Will the backward work for multiple neural network calls in the same loss?

saul_santos · October 5, 2020, 3:34pm

Hi. I want to implement a runge kutta discretization for my loss. In order to do so I have to call four times the same layers in the same forward inside a nn.module. My question is if the following code works when it comes to the backward of the loss function. If I just output the output of the function everything seems alright. However, when I add the rk4_step results seem incorrect.

def forward(self, x):
    with torch.set_grad_enabled(True):
        qqd = x.requires_grad_(True)
        time_step = 0.01
        out=self._rk4_step(qqd,time_step)
        return out
    
def function(self,qqd):
    self.n = n = qqd.shape[1]//2
    L = self._lagrangian(qqd).sum()
    J = grad(L, qqd, create_graph=True)[0] ;
    DL_q, DL_qd = J[:,:n], J[:,n:]
    DDL_qd = []
    for i in range(n):
        J_qd_i = DL_qd[:,i][:,None]
        H_i = grad(J_qd_i.sum(), qqd, create_graph=True)[0][:,:,None]
        DDL_qd.append(H_i)
    DDL_qd = torch.cat(DDL_qd, 2)
    DDL_qqd, DDL_qdqd = DDL_qd[:,:n,:], DDL_qd[:,n:,:]
    T = torch.einsum('ijk, ij -> ik', DDL_qqd, qqd[:,n:])
    qdd = torch.einsum('ijk, ij -> ik', DDL_qdqd.pinverse(), DL_q - T)
                
    return torch.stack((qqd[:,2],qqd[:,3], qdd[:,0], qdd[:,1]),1)
def _lagrangian(self, qqd):
    x = F.softplus(self.fc1(qqd))
    x = F.softplus(self.fc2(x))
    x = F.softplus(self.fc3(x))
    L = self.fc_last(x)
    return L
def _rk4_step(self, qqd, h=None):
    # one step of Runge-Kutta integration
    k1 = h * self.function(qqd)
    k2 = h * self.function(qqd + k1/2)
    k3 = h * self.function(qqd + k2/2)
    k4 = h *self.function(qqd + k3)
    return qqd + 1/6 * (k1 + 2 * k2 + 2 * k3 + k4)
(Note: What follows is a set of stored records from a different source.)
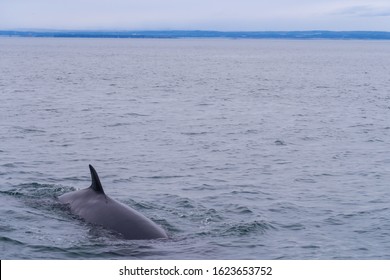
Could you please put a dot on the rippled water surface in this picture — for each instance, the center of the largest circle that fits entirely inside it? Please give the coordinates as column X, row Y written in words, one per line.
column 239, row 149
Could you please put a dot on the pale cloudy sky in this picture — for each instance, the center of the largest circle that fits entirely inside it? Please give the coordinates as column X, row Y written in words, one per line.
column 223, row 15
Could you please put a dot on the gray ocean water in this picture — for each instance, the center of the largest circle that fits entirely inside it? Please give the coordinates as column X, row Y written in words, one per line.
column 239, row 149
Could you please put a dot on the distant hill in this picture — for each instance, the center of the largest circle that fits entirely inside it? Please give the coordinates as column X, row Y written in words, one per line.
column 342, row 35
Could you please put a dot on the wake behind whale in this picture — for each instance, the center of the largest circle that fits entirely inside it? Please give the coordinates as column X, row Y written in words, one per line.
column 94, row 206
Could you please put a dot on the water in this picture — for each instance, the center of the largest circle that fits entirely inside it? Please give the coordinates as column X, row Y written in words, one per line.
column 240, row 149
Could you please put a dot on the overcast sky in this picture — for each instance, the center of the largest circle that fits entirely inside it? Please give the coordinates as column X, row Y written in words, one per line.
column 223, row 15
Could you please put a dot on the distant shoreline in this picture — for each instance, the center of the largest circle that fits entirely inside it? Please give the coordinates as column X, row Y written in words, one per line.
column 177, row 34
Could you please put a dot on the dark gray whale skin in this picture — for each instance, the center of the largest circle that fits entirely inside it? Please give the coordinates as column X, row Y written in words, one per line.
column 94, row 206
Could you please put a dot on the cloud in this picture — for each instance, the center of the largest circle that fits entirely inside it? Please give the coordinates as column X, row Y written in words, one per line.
column 364, row 11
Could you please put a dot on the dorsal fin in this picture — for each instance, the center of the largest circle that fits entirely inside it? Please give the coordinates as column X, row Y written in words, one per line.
column 96, row 185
albanD · October 5, 2020, 4:06pm

Hi,

If you use the same layer that has some parameters multiple times. The gradient for these weights will be the sum of the gradients for each use of it (as you would expect mathematically).

Your function look ok from the outside. What “seems incorrect”? Do you have a sample input and expected output that shows the issue?

saul_santos · October 5, 2020, 4:47pm

Hi,

Thank you for your fast answer. I could send snippets of the code where I’m creating the dataset. However that’s too large. Butfor instance I get the same test loss independetly of the number of training points. Using 100 or 1000 gives almost exactly same test loss and it converges always after the first epoch. I also realized printing the gradients that the gradient of the last layer fc_last.bias is always None, which I think it is not correct.

albanD · October 5, 2020, 4:54pm

You might want to check that you get proper gradients for all the parameters indeed (for a single step).
And make sure your model is not getting stuck in a bad local minima as well.

saul_santos · October 5, 2020, 5:09pm

What could be the reason to get gradient None just the biases of the last layer? I’ve also checked that butI can’t find an explanation.

albanD · October 5, 2020, 5:40pm

None in the autograd can mean that it is independent or the gradient is just all 0s.
So in this case, it is either because this bias is not used or because it is completely ignored.

Also to avoid all issues, make sure that all your computations only deal with Tensors and use pytorch’s ops. Objects that are not Tensors cannot have gradients computed for them or flowing through them.

saul_santos · October 5, 2020, 5:56pm

Just to make sure is this operation differentiable in pytorch? Is the only one I have serious doubts.

albanD · October 5, 2020, 5:57pm

Yes this is just indexing. Nothing wrong with that
If you want to be extra sure, you can check that if the input has requires_grad=True, then the output also has requires_grad=True

saul_santos · October 5, 2020, 6:25pm

But to be an error getting the gradients wouldn’t all gradients for all layers be None and not only the grad for the last layer biases tensor? Honestly I can’t find any reason for it to be None, except the independency and always zero cases.

albanD · October 5, 2020, 7:41pm

I’m not sure to understand your question here.

saul_santos · October 5, 2020, 7:51pm

Yeah you are right. It was not well explained sorry. So if I had somewhere a non differentiable op wouldn’t the gradients before that be all None since it is a continuous chain? In my case I get None only for the gradients of the bias from the last layer.

albanD · October 5, 2020, 7:57pm

Ho in this case yes.
I was just mentioning that in general when you see this kind of issues.